Dile adiós a los faros amarillos del coche con solo 1 ingrediente de cocina

Implementar este sencillo método con vinagre y bicarbonato puede marcar una gran diferencia.
jueves, 17 de octubre de 2024 · 16:00

Con el paso del tiempo, los vehículos experimentan un desgaste que puede ser notorio en diversas partes, especialmente en los faros. La exposición constante a la intemperie, la acumulación de suciedad y otros factores ambientales pueden llevar a que estos elementos pierdan su brillo y se tornen amarillos.

El truco

Mantener los faros en óptimas condiciones es esencial, no solo por motivos estéticos, sino también para garantizar la seguridad al conducir. Una correcta visibilidad es vital, y aquí te mostramos cómo puedes revivir tus faros utilizando un simple ingrediente de cocina.

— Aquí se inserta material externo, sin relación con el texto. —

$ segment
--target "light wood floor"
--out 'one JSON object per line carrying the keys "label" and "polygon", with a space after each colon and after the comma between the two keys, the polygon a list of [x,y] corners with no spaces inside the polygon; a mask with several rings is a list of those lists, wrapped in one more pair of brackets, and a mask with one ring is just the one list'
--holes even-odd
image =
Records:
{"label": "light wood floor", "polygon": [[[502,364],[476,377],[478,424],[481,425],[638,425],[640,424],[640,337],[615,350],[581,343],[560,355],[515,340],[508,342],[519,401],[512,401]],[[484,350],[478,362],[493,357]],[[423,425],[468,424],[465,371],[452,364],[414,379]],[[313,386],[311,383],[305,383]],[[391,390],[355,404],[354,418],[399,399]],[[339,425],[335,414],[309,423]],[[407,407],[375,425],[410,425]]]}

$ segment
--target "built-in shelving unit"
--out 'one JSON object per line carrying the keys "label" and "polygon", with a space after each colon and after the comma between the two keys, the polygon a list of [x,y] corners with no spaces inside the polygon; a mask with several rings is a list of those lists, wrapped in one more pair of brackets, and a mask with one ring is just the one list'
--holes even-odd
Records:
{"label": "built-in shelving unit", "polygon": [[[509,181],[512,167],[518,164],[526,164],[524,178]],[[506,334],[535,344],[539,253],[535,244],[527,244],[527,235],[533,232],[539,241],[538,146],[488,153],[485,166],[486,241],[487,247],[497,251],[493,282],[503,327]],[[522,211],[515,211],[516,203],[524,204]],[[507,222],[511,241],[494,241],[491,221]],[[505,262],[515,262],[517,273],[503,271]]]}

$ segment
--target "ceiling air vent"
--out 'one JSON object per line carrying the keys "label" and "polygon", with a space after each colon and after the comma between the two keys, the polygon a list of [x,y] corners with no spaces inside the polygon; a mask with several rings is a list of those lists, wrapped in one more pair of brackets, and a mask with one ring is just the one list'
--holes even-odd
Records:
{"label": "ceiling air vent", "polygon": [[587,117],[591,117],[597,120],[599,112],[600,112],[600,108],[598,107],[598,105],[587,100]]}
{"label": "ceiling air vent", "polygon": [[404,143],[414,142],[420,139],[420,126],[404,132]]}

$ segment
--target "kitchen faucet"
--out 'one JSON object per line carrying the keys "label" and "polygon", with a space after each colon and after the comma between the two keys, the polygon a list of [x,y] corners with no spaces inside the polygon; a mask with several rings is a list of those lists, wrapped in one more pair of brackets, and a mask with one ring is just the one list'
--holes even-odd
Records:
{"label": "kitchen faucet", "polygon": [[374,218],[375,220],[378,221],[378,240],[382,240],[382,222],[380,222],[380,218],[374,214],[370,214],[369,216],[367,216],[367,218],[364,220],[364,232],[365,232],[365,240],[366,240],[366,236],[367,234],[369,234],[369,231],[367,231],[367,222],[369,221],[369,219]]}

Los faros amarillos son un problema común, y su aparición se debe, principalmente, a la oxidación del material del que están hechos. Hoy en día, la mayoría de los faros están elaborados con policarbonato, un plástico que, aunque ofrece una buena transparencia, es muy vulnerable a factores como la radiación solar, la contaminación y los cambios de temperatura. Esta combinación de elementos provoca que los faros pierdan claridad, afectando la luminosidad y la apariencia general del coche.

Faro de auto. Fuente: iStock.

Antes de comenzar cualquier tratamiento para eliminar el amarillamiento, es fundamental preparar adecuadamente la superficie de los faros. Comienza limpiando bien la zona que vas a tratar, utilizando agua y un detergente suave. Esto ayudará a eliminar cualquier residuo o suciedad que pueda estar acumulada. Una vez que los faros estén limpios, asegúrate de secarlos completamente. 

Vinagre. Fuente: iStock,

El vinagre, un aliado en la cocina, se presenta como una solución sorprendentemente eficaz para devolverle la vida a tus faros. Este ingrediente, conocido por sus propiedades desinfectantes y limpiadoras, puede ayudar a descomponer las manchas y residuos acumulados en la superficie de los faros. Para aplicarlo, simplemente calienta una taza de vinagre (sin llevarlo a ebullición) y déjalo enfriar un poco.